Some children develop a strong negative relationship with maths. They may have had a bad experience with a teacher, been embarrassed about errors, fallen behind and never caught up, or simply absorbed the cultural message that “some people are not maths people.” Whatever the origin, maths resistance is a real barrier to learning, and games can help break it down.

Understanding maths resistance

Maths resistance is usually anxiety-based rather than ability-based. Research by Sian Beilock on maths anxiety finds that anxious children perform below their actual ability on maths tasks because the anxiety itself consumes working memory that should be available for calculation.

The implication is significant: improving maths performance for anxious children often requires reducing anxiety, not increasing instruction. Games reduce anxiety by lowering stakes, removing social evaluation, and providing success experiences.

Starting with maths that does not feel like maths

The first goal for maths-resistant children is positive engagement with numerical thinking, not fluency development. Start with games that feel more like puzzles than arithmetic.

Number Patterns engages children in finding rules in number sequences. Many children who resist “maths” engage readily with patterns because pattern thinking feels more like puzzle solving than calculation.

Estimation Game presents number thinking as guessing games. Children who are anxious about precision often engage more readily with estimation tasks because there is no single right answer.

Count the Animals and Counting Stars start at the most accessible level for children who have fallen significantly behind. Success at basic counting builds the positive maths associations that are the foundation for everything else.

Low-pressure arithmetic games

Once a child is willing to engage with number activities, gradually introduce arithmetic games in low-pressure formats.

Emoji Math presents arithmetic facts in a format that feels more playful than formal. The emoji format signals “this is fun” rather than “this is school.”

Number Bonds to 10 builds the most fundamental arithmetic in a game format. Success at number bonds builds confidence that arithmetic is possible.

Addition Adventure uses a game story frame that many resistant children engage with more readily than bare arithmetic drills.

Building confidence before building speed

For maths-resistant children, accuracy is more important than speed. Timed games can reinforce anxiety if introduced too early. Start with untimed or gently timed games, and only introduce speed emphasis once the child is confident.

Animal Match builds general cognitive confidence in a completely non-maths context. A child who knows they are good at animal memory has a positive experience with their own intelligence that transfers to maths confidence.

The role of parent attitude

Research on maths anxiety finds that parent attitude toward maths is a significant predictor of child maths anxiety. Parents who express that they find maths difficult or unpleasant inadvertently communicate that difficulty is normal and permanent.

Playing maths games together, and modelling a positive, curious attitude toward number challenges, is one of the most powerful interventions available.

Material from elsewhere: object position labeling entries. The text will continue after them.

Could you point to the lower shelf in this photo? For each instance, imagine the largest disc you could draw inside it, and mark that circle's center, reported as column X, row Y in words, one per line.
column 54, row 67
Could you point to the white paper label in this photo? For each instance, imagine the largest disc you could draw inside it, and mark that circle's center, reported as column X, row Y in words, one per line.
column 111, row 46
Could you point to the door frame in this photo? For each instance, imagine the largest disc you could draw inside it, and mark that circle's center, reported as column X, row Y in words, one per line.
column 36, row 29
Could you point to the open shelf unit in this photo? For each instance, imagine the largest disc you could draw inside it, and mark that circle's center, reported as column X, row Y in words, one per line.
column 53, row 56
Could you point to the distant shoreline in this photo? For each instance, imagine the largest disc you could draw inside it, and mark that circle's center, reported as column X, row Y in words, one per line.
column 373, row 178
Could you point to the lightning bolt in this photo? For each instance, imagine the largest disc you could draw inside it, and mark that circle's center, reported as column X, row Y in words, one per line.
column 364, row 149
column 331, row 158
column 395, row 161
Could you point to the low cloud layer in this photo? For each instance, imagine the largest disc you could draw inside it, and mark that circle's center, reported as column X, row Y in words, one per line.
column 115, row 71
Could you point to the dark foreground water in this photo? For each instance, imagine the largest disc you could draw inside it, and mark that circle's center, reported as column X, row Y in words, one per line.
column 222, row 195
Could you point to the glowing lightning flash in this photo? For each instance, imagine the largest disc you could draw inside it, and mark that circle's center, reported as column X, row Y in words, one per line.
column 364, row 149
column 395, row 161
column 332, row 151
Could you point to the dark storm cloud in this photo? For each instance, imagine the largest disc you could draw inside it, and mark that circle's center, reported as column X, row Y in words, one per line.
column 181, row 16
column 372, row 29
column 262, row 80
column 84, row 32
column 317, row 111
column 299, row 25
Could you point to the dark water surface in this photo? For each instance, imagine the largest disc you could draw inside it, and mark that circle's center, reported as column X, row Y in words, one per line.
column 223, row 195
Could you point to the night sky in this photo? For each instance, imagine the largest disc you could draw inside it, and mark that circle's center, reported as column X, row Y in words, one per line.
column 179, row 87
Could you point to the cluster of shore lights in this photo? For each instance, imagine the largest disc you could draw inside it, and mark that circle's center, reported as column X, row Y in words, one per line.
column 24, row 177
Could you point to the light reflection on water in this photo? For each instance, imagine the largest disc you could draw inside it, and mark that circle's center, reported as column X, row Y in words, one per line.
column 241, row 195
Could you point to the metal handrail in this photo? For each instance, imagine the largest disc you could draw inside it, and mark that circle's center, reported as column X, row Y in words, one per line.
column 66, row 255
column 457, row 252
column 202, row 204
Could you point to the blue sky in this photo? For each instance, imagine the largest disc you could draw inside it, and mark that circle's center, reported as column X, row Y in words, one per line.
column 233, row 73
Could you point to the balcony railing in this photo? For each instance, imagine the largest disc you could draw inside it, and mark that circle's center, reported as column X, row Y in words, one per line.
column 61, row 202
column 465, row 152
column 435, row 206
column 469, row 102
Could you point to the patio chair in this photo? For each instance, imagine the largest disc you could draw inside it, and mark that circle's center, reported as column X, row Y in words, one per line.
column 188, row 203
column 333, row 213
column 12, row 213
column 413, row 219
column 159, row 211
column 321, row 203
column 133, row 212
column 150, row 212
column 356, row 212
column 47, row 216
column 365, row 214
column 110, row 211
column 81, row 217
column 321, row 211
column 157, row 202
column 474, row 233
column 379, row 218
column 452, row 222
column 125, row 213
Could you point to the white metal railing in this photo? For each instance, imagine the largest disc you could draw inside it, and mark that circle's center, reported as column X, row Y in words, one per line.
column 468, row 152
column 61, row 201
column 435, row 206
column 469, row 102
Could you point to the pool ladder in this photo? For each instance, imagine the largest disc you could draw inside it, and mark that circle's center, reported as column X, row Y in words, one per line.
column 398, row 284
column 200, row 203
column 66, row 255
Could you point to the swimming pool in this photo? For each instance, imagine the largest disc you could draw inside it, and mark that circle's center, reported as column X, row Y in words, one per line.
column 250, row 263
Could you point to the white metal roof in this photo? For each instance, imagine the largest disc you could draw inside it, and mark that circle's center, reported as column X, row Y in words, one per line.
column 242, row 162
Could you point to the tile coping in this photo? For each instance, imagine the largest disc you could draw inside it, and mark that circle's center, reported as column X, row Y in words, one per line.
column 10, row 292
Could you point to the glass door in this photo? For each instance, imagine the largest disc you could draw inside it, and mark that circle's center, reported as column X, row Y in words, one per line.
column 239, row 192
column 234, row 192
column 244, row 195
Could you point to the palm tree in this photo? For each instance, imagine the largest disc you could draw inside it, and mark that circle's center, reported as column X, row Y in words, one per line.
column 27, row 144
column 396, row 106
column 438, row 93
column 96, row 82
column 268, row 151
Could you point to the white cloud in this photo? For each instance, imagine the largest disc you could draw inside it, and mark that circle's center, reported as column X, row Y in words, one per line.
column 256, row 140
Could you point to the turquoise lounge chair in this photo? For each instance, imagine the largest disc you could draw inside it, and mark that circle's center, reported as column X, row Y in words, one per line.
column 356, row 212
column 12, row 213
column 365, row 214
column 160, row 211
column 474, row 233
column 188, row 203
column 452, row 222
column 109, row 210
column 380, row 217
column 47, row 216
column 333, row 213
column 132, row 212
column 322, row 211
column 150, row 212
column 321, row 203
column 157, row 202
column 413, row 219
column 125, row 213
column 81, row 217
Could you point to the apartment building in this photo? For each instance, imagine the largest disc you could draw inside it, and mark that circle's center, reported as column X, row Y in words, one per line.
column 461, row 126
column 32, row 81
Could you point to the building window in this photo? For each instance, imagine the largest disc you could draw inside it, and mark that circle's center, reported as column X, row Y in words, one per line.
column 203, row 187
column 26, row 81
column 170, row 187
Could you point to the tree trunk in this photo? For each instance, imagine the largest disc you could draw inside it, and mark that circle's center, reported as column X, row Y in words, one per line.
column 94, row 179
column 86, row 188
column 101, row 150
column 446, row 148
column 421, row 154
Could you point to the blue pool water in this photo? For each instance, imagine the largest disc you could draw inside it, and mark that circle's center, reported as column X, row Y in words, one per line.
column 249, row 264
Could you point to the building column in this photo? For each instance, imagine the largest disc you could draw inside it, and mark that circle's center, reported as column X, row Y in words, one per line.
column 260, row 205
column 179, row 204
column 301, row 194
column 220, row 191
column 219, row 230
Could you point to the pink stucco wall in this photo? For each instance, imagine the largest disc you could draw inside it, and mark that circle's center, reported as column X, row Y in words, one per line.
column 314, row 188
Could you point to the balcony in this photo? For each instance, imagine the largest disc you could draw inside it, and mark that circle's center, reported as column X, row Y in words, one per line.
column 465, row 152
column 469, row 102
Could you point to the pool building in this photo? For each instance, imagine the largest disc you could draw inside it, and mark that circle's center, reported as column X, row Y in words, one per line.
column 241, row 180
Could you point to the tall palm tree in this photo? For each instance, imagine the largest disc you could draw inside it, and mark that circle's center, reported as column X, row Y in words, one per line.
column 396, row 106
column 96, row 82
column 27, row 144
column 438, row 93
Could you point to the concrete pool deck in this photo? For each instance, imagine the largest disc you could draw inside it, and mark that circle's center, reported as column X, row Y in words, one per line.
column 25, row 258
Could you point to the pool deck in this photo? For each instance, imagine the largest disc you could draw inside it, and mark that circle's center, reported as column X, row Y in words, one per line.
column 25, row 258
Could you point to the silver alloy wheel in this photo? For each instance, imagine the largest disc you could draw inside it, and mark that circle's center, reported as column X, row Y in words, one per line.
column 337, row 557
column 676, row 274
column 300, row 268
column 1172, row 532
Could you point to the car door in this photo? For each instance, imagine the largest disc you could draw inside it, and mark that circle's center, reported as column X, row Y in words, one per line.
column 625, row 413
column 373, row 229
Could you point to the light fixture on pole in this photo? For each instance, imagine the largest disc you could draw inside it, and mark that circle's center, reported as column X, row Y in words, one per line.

“I got that wrong, let me think about why” said by a parent after a wrong answer in a game teaches children how to relate to maths errors.

The progression from resistance to engagement

Children who are maths-resistant typically follow a progression when approached correctly:

  1. Curiosity through non-threatening number activities (patterns, counting)
  2. Tolerance of arithmetic through low-stakes games
  3. Engagement when success becomes regular
  4. Genuine enjoyment when fluency begins to develop

This progression takes weeks or months, not a single game session. Patience and consistency matter more than any specific game choice.

Practical tip: Never call any maths game “maths practice.” Call it “pattern game,” “number puzzle,” or just by the game’s name. The word “maths” triggers the resistance response in anxious children before they have even started.

Games on KidsGames for maths-resistant children

All free, no login, starting from wherever the child is:

  • Number Patterns: Puzzle framing for number thinking. Often accepted by maths-resistant children.
  • Estimation Game: No single right answer. Low anxiety.
  • Emoji Math: Playful format. Signals fun rather than school.
  • Number Bonds to 10: Foundational success. Builds positive maths associations.
  • Counting Stars: Accessible starting point. Success before challenge.
  • Animal Match: General confidence building. Not maths, but builds self-efficacy.

Start with what they will engage with. Any positive experience with a number activity is the first step in changing a maths-resistant child’s relationship with the subject.